Political Watch: November 9, 2023

• U.S. Sens. Alex Padilla (D-California) and Mike Braun (R-Indiana) applauded the unanimous Senate passage of their bipartisan legislation to streamline veterans’ access to their benefit claim files, according to a Nov. 2 statement from Padilla’s office. The Wounded Warrior Access Act will require the Department of Veterans Affairs (VA) to establish and maintain a secure online tool or website to enable veterans or their representatives to make requests to receive their claim files electronically. When a veteran submits a claim for benefits to the VA, a claims file (C-File) is created. C-Files contain a veteran’s service records, results of VA exams, additional information submitted by the veteran, and any material the VA deems necessary to decide the claim. Currently, veterans must travel to a regional VA location or mail in a form to request a paper copy of their C-Files, slowing down the process for individuals to gain access to their information. “Those who have served our country with honor, courage, and distinction deserve our nation’s enduring support and gratitude,” Padilla said in the statement. “Veterans should not have to travel to a regional VA location to access their claim file or wait for a physical copy to come in the mail; they should be able to quickly access the information they need electronically. I am glad to see my Senate colleagues unanimously stand up for our veterans today to make it easier for them to access their hard-earned benefits. I encourage President Biden to swiftly sign this legislation into law.”

• U.S. Rep. Salud Carbajal (D-Santa Barbara) announced he is reintroducing bipartisan legislation aimed at improving housing access and affordability for U.S. veterans, according to a Nov. 2 statement from Carbajal’s office. The lawmakers’ Home for the Brave Act would exempt veterans’ disability benefits from counting toward total income when determining their eligibility for housing assistance programs through the Department of Housing and Urban Development (HUD). “It is wrong to deny veterans access to housing assistance programs due to disability benefits they receive for service-related injury or illness,” Carbajal said in the statement “I am proud to reintroduce this bipartisan legislation to make housing more affordable and accessible on the Central Coast and across the country. They stepped up to defend our nation, and now Congress must step up for them by ending this housing discrimination against our disabled veterans.” Financial benefits for service-connected disabilities are currently counted as income when determining eligibility for housing assistance programs through the Department of Housing and Urban Development (HUD). As a result, many veterans are determined ineligible for these housing programs because their disability benefits are placing them at a higher income level. Other agencies, including the International Revenue Service (IRS), do not consider veterans benefits for service-connected disabilities income. A veteran filing disability claims with the VA received on average $20,600 in 2022.

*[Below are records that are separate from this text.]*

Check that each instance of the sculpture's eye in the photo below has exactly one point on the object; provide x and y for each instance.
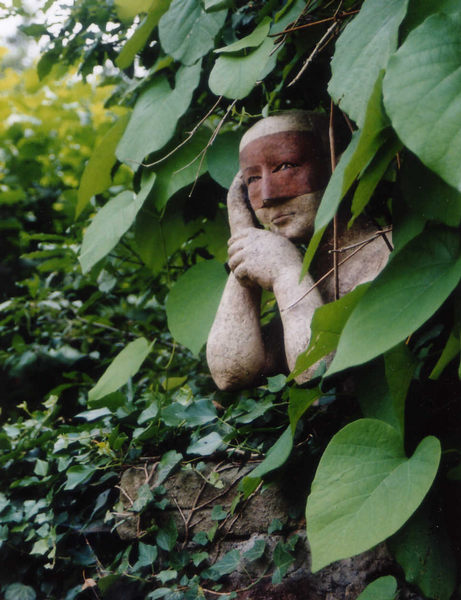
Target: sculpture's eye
(283, 166)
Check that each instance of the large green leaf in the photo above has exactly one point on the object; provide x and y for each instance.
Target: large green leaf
(234, 76)
(110, 223)
(180, 169)
(365, 489)
(300, 401)
(127, 9)
(97, 174)
(354, 160)
(187, 31)
(326, 327)
(383, 385)
(409, 290)
(253, 40)
(154, 117)
(424, 552)
(427, 195)
(139, 38)
(384, 588)
(193, 301)
(423, 74)
(419, 10)
(223, 157)
(125, 365)
(362, 50)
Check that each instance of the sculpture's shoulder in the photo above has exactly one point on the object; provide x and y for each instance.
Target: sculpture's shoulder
(358, 261)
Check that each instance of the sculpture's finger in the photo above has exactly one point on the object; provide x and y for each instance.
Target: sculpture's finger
(240, 216)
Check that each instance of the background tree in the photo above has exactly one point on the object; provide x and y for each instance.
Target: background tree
(136, 189)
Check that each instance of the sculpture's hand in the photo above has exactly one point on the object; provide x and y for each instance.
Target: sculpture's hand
(240, 217)
(259, 257)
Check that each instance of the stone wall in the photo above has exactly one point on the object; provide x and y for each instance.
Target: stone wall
(192, 498)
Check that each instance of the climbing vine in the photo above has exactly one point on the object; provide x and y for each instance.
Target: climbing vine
(117, 152)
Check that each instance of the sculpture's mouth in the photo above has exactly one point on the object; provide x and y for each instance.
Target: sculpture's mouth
(280, 218)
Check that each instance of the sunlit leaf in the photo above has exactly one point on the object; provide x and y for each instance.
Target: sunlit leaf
(139, 38)
(412, 286)
(187, 31)
(193, 301)
(425, 72)
(223, 158)
(384, 588)
(97, 174)
(253, 40)
(235, 76)
(352, 505)
(326, 327)
(362, 50)
(125, 365)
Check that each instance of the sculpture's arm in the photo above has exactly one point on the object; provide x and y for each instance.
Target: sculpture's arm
(274, 263)
(235, 349)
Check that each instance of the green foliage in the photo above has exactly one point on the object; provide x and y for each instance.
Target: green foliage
(142, 154)
(384, 588)
(351, 507)
(193, 302)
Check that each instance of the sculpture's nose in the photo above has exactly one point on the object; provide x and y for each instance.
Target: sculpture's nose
(272, 191)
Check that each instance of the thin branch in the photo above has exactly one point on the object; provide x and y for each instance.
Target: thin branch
(370, 239)
(331, 137)
(328, 273)
(191, 134)
(343, 15)
(315, 51)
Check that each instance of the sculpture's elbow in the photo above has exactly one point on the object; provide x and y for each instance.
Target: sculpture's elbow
(230, 375)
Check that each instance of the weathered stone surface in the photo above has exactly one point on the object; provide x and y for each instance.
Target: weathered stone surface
(191, 502)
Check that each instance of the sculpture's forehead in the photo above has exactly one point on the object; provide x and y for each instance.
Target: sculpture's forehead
(283, 145)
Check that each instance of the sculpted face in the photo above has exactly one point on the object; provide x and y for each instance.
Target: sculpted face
(285, 177)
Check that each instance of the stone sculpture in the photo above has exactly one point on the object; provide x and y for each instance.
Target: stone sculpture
(284, 169)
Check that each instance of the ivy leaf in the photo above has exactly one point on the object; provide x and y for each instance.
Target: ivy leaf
(167, 463)
(156, 112)
(423, 549)
(235, 76)
(193, 301)
(128, 9)
(300, 401)
(362, 50)
(363, 470)
(187, 31)
(425, 72)
(253, 40)
(256, 551)
(110, 223)
(206, 445)
(383, 588)
(125, 365)
(326, 327)
(427, 196)
(77, 475)
(409, 290)
(139, 38)
(18, 591)
(97, 174)
(372, 176)
(228, 563)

• As part of California’s effort to improve access to high-paying and fulfilling careers for students and workers, Gov. Gavin Newsom announced the state has awarded four final awards—totaling $72.5 million—for the Regional K-16 Education Collaboratives Grant Program as part of a $250 million investment in the 2021 Budget Act, according to a Nov. 2 statement from Newsom’s office. This program is a key component of a statewide strategy for strengthening regional economies, improving education-to-career pathways, and ensuring that education, vocational, and workforce programs work in partnership to provide broader access to education and employment opportunities, according to the governor’s office. The funds were awarded by the Department of General Services (DGS), Office of Public School Construction, and the Foundation for California Community Colleges. “Every Californian should have the freedom to succeed by obtaining real-life skills and fulfilling careers—including those that don’t require college degrees. With today’s investment, California is yet again going further to prepare students and workers for high-paying, long-lasting, and fulfilling careers,” Newsom said in the statement.